To answer these questions, Tervo, now a research coordinator in Harvard’s government department, looked at how strong conservative organizational networks linked grass-roots activists, like members of the Tea Party that emerged in 2009 in opposition to Barack Obama’s presidency, with elite right-wing institutions like the Koch brothers-backed Americans for Prosperity-North Carolina (AFP-NC). These connections, she writes, “helped them jointly fashion a policy pipeline that capitalizes on each organization’s unique strengths.” For example, she continues:

If the Locke Foundation produces a new report on wasteful government spending, AFP-NC holds a rally about this issue at the General Assembly and encourages activists to contact lawmakers in support of a bill that reduces spending. In turn, Civitas sponsors a poll surveying the attitudes of North Carolinians about “wasteful government spending,” holds a Raleigh luncheon where lawmakers are invited to learn the results, and proceeds to attack Democrat-enacted legislation for embodying such spending.

Conservative political activism in North Carolina has had the seemingly paradoxical effect of energizing participation in democracy while producing policies that are unpopular with most residents. “It’s very easy to assume that whatever’s most popular is going to happen or be protected or be passed into law, but that’s not actually how American politics works and American democracy works,” she says. “If you are an organized, active minority, you’re going to be able to have sway in ways that maybe a disorganized general majority will not....An interesting opportunity for all of us is to think about how those forces are in tension, and maybe think more critically about what structures would look like that are enhancing of a little-D democratic system and would better represent the voices of a lot of people.”

Caffrey’s chapter, “From Obama Victories to a GOP Edge in Florida,” tells a story about that state that is in some ways similar to Tervo’s on North Carolina. After candidate Obama’s field organizing across Florida in 2008 and 2012 demonstrated the potential of grass-roots campaigning, she writes, “Florida Republicans have become the ‘Obama-ites’ in their campaign strategy...they have literally read the Obama organizing textbook and implemented a systemic strategy that invests in sustained grass-roots organizing.
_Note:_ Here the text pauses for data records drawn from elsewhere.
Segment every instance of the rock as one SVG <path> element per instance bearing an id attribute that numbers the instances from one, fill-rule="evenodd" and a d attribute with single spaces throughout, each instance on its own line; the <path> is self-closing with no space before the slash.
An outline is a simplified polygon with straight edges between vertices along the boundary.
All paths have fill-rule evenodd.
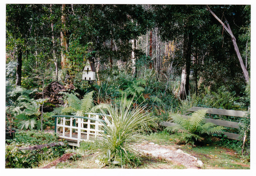
<path id="1" fill-rule="evenodd" d="M 113 163 L 113 164 L 120 164 L 120 162 L 114 161 L 113 161 L 112 163 Z"/>
<path id="2" fill-rule="evenodd" d="M 180 149 L 177 149 L 177 150 L 176 150 L 176 152 L 177 153 L 183 153 L 183 151 Z"/>
<path id="3" fill-rule="evenodd" d="M 156 154 L 155 153 L 152 153 L 152 155 L 153 157 L 155 157 L 156 158 L 158 158 L 158 154 Z"/>
<path id="4" fill-rule="evenodd" d="M 190 156 L 191 158 L 193 158 L 195 161 L 197 161 L 198 160 L 198 158 L 197 158 L 195 156 Z"/>
<path id="5" fill-rule="evenodd" d="M 203 166 L 204 165 L 204 163 L 203 163 L 203 162 L 202 162 L 200 160 L 198 160 L 197 163 L 201 167 L 203 167 Z"/>

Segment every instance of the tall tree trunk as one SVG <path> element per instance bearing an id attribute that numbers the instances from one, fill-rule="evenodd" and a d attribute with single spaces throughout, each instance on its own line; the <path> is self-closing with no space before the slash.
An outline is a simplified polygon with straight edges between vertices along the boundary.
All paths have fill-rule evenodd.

In the same period, Florida Democrats have allowed their own grass-roots organizing system to fall into disarray.” Accordingly, Florida resisted the blue wave that swept much of the country at 2018’s midterm elections, despite some pockets of effective Democratic organizing. (Caffrey now works for former Florida gubernatorial candidate Andrew Gillum’s organization, Forward Florida Action, which aims to build progressive organizing infrastructure there.)
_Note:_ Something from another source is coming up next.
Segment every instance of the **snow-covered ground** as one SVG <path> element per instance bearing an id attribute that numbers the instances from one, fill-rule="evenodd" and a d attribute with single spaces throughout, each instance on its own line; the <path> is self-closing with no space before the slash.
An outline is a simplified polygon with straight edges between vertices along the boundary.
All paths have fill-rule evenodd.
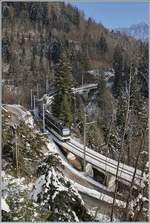
<path id="1" fill-rule="evenodd" d="M 24 121 L 26 124 L 28 124 L 30 127 L 34 127 L 34 120 L 33 117 L 31 115 L 31 113 L 27 110 L 25 110 L 25 108 L 21 105 L 11 105 L 11 104 L 5 104 L 3 105 L 3 108 L 10 112 L 12 115 L 11 118 L 11 124 L 17 124 L 18 121 Z"/>
<path id="2" fill-rule="evenodd" d="M 48 132 L 47 132 L 48 133 Z M 48 148 L 50 149 L 50 152 L 53 153 L 57 153 L 60 156 L 61 162 L 63 164 L 63 166 L 67 167 L 67 169 L 69 169 L 69 171 L 74 174 L 75 176 L 78 176 L 79 178 L 81 178 L 82 180 L 90 183 L 91 185 L 94 185 L 95 187 L 102 189 L 104 191 L 107 192 L 111 192 L 107 187 L 105 187 L 104 185 L 100 184 L 99 182 L 95 181 L 94 179 L 92 179 L 91 177 L 85 175 L 84 172 L 79 172 L 78 170 L 76 170 L 75 168 L 73 168 L 67 161 L 67 159 L 64 157 L 64 155 L 62 154 L 62 152 L 60 151 L 60 149 L 58 148 L 58 146 L 53 142 L 52 138 L 51 138 L 51 133 L 48 133 L 48 138 L 49 138 L 49 145 Z M 51 149 L 52 148 L 52 149 Z M 103 194 L 101 192 L 96 191 L 95 189 L 91 189 L 91 188 L 87 188 L 79 183 L 76 183 L 75 181 L 71 180 L 72 183 L 74 184 L 74 186 L 78 189 L 78 191 L 87 194 L 88 196 L 91 196 L 93 198 L 99 199 L 101 201 L 105 201 L 109 204 L 112 203 L 113 198 L 111 196 L 108 196 L 106 194 Z M 117 200 L 116 199 L 116 205 L 117 206 L 122 206 L 124 207 L 124 202 Z"/>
The research throughout Upending American Politics strives to be objective and nonpartisan, but Skocpol and Tervo are also clear about what they see as the stakes of this year’s presidential election. “Will American voters in 2020 and beyond reconfirm the Trump-GOP’s fusion of white ethnic defensiveness with ultra-free-market governance?” they ask in conclusion. “Or will they repudiate that synthesis and redirect the country toward a future where governments at all levels further social inclusion and greater economic equality?” The answer, the book suggests, depends on how proficient progressives are at organizing.